Minor league affiliations
- Class: Rookie (1963, 1965); Class D (1961–1962); Class C (1954); Class D (1948–1953);
- League: Appalachian League (1961–1963, 1965); Mountain States League (1948–1954);

Major league affiliations
- Team: Boston Red Sox (1965); New York Yankees (1961–1963); Chicago White Sox (1961–1962); Boston Braves (1952);

Minor league titles
- League titles: 1949, 1950, 1952

Team data
- Name: Harlan Red Sox (1965); Harlan Yankees (1963); Harlan Smokies (1948–1954, 1961–1962);
- Ballpark: Browning-Leonard Park

= Harlan Smokies =

Defunct minor league baseball team in Kentucky

Harlan Smokies was the primary name of a Minor League Baseball team based in Harlan, Kentucky. The team competed for a total of 11 seasons during 1948–1965, first in the Mountain States League and later in the Appalachian League. The team was known as the Harlan Yankees in 1963 and Harlan Red Sox in 1965, due to affiliations with the New York Yankees and Boston Red Sox of Major League Baseball (MLB).

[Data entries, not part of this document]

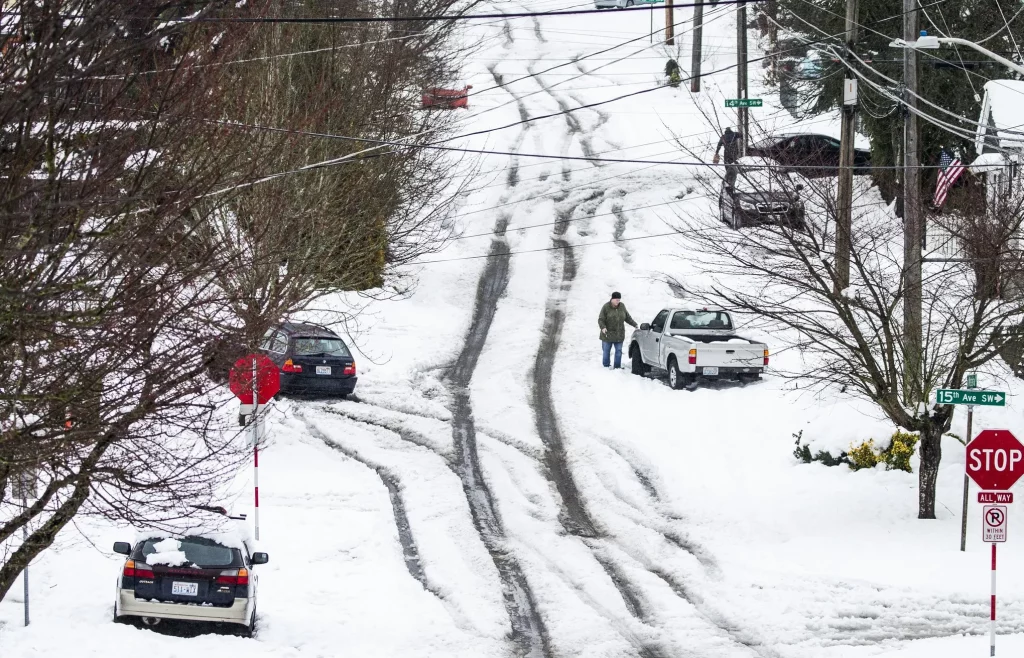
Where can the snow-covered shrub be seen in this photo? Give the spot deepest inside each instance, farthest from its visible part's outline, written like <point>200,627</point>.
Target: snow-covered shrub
<point>864,455</point>
<point>803,452</point>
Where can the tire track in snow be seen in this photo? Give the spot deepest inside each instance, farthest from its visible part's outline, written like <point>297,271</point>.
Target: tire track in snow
<point>409,550</point>
<point>576,518</point>
<point>528,632</point>
<point>572,123</point>
<point>512,179</point>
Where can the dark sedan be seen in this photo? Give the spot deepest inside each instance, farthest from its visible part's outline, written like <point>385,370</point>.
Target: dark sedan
<point>312,359</point>
<point>809,156</point>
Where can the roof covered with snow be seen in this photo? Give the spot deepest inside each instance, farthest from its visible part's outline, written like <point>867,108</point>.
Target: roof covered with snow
<point>1001,115</point>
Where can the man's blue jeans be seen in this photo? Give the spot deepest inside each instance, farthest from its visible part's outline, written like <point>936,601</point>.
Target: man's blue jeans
<point>606,352</point>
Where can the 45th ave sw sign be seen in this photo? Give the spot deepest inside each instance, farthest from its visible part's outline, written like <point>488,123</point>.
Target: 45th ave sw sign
<point>961,396</point>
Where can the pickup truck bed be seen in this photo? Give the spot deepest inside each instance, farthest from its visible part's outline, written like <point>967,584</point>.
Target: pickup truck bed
<point>688,345</point>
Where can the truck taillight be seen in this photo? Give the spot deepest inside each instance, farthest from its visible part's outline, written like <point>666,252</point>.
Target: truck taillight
<point>233,577</point>
<point>136,570</point>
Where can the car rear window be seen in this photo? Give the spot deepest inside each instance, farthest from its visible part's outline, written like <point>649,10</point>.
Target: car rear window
<point>199,551</point>
<point>700,320</point>
<point>308,346</point>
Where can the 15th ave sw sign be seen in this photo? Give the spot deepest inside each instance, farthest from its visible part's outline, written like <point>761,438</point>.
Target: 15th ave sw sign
<point>960,396</point>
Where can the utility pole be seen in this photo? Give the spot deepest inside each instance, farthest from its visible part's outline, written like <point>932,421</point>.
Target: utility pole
<point>844,204</point>
<point>743,125</point>
<point>670,24</point>
<point>695,57</point>
<point>912,228</point>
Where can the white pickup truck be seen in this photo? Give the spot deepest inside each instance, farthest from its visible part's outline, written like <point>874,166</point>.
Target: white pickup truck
<point>692,343</point>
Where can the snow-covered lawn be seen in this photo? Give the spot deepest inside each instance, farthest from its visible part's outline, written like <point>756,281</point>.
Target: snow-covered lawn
<point>527,500</point>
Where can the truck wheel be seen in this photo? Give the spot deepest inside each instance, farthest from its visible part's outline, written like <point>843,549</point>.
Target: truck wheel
<point>735,219</point>
<point>676,379</point>
<point>637,366</point>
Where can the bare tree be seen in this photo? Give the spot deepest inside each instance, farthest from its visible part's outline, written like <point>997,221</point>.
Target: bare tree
<point>370,206</point>
<point>852,340</point>
<point>107,300</point>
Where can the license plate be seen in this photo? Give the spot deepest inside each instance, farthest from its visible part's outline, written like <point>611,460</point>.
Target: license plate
<point>184,588</point>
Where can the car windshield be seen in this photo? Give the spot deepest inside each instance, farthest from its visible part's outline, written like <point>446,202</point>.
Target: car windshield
<point>307,345</point>
<point>701,320</point>
<point>198,551</point>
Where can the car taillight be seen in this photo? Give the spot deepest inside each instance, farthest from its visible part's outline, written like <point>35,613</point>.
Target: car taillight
<point>137,570</point>
<point>233,577</point>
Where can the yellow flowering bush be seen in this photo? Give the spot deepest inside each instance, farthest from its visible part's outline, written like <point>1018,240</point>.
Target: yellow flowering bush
<point>864,455</point>
<point>896,456</point>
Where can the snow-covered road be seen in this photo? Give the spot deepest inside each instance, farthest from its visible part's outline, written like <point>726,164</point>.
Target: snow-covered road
<point>494,491</point>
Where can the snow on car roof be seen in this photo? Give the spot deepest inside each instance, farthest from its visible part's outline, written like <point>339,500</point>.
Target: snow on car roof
<point>233,533</point>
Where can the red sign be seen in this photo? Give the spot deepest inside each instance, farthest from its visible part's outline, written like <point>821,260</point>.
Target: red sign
<point>267,379</point>
<point>995,459</point>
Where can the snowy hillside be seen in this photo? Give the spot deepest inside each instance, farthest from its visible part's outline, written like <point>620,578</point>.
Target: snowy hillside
<point>494,491</point>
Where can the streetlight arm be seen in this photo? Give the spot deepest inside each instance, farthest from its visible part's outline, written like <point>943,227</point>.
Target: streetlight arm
<point>971,44</point>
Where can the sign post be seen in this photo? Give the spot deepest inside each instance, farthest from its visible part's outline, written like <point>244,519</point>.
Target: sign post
<point>255,380</point>
<point>743,102</point>
<point>993,531</point>
<point>25,488</point>
<point>970,397</point>
<point>994,462</point>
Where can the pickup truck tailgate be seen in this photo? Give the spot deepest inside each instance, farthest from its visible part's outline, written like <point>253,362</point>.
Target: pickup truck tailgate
<point>730,354</point>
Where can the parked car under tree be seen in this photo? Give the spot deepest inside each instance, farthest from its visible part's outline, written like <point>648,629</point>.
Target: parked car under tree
<point>761,193</point>
<point>312,359</point>
<point>190,576</point>
<point>810,156</point>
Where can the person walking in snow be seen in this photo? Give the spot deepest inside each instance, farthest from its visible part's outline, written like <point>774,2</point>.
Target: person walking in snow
<point>672,72</point>
<point>612,320</point>
<point>730,142</point>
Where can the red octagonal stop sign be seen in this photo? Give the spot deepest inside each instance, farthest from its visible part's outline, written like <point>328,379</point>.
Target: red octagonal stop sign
<point>267,379</point>
<point>995,459</point>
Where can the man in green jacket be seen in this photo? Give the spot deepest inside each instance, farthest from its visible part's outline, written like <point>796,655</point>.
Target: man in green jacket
<point>612,319</point>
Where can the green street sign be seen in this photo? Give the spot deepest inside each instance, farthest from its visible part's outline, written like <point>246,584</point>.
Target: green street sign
<point>960,396</point>
<point>743,102</point>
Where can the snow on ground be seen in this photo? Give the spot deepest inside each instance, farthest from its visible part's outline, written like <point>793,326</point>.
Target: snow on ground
<point>495,492</point>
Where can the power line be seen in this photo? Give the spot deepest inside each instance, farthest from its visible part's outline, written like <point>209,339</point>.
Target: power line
<point>458,16</point>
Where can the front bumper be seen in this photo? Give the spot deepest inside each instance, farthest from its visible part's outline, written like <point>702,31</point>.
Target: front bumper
<point>129,606</point>
<point>729,373</point>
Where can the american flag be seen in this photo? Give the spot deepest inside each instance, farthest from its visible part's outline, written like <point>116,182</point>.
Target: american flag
<point>951,170</point>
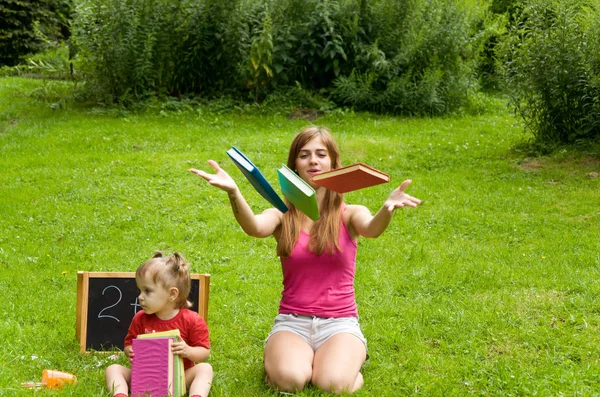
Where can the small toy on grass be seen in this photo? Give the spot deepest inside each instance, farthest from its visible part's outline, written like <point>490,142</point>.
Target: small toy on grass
<point>51,379</point>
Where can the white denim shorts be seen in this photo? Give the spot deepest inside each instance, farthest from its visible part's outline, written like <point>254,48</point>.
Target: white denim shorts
<point>316,330</point>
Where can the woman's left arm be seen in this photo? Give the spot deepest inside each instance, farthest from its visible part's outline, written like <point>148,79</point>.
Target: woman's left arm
<point>372,226</point>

The Smokies qualified for the Mountain States League postseason in four consecutive seasons, 1949–1952, and were league champions in three of those years (1949, 1950, and 1952).

==Notable players==
Multiple players with Harlan also made appearances in MLB:

- 1948: —
- 1949: —
- 1950: Roger McCardell
- 1951: —
- 1952: —
- 1953: Cliff Melton
- 1954: —

- 1961: Cisco Carlos, Mike DeGerick, Art López, Luis Peraza, Mel Stottlemyre
- 1962: Fred Klages, Dave McDonald, Denny McLain, John Miller, Billy Murphy, Cecil Perkins, Jim Shellenback
- 1963: Mike Jurewicz, Jim Ollom, Fritz Peterson, Dale Roberts, Charlie Vinson
- 1965: Ray Jarvis, Bobby Mitchell, Amos Otis

==Results by season==

| Season | Nickname | Affiliation | Record (win %) | Finish | Manager | Playoffs (games) | Attendance | Ref. |
| 1948 | Smokies | — | 56–63 (.471) | 5th of 6 | Bill Sisler Frank Wilson Michael Goda | did not qualify | 46,187 |  |
| 1949 | Smokies | — | 83–41 (.669) | 1st of 8 | George Motto | defeated Middlesboro Athletics (3–1) defeated Morristown Red Sox (3–2) | 49,615 |  |
| 1950 | Smokies | — | 81–44 (.648) | 1st of 8 | Rex Carr | defeated Big Stone Gap Rebels (3–1) defeated Middlesboro Athletics (3–0) | 41,707 |  |
| 1951 | Smokies | — | 82–43 (.656) | 3rd of 8 | Bones Sanders John Streza | lost to Hazard Bombers (0–3) | 35,657 |  |
| 1952 | Smokies | Boston Braves | 73–45 (.619) | 2nd of 6 | Rex Carr | defeated Big Stone Gap Rebels (3–2) defeated Morristown Red Sox (3–0) | 32,579 |  |
| 1953 | Smokies | — | 53–72 (.424) | 7th of 8 | Cliff Melton Barry Cox James Grigg | did not qualify | 20,630 |  |
| 1954 | Smokies | — | 39–33 (.542) | 2nd of 6 | Bill Steinecke | † | unknown |  |
| 1961 | Smokies | Chicago White Sox & New York Yankees | 35–34 (.507) | 3rd of 8 | Frank Parenti Ed Lyons | none held | 19,466 |  |
| 1962 | Smokies | 25–45 (.357) | 6th of 6 | Chips Sobek Lamar North | none held | 16,056 |  |
| 1963 | Yankees | New York Yankees | 28–39 (.418) | 6th of 6 | Gary Blaylock | none held | 13,134 |  |
| 1965 | Red Sox | Boston Red Sox | 33–37 (.471) | 4th of 6 | Rac Slider | none held | 23,190 |  |

 In 1954, the Mountain States League disbanded in July, thus no playoffs were held.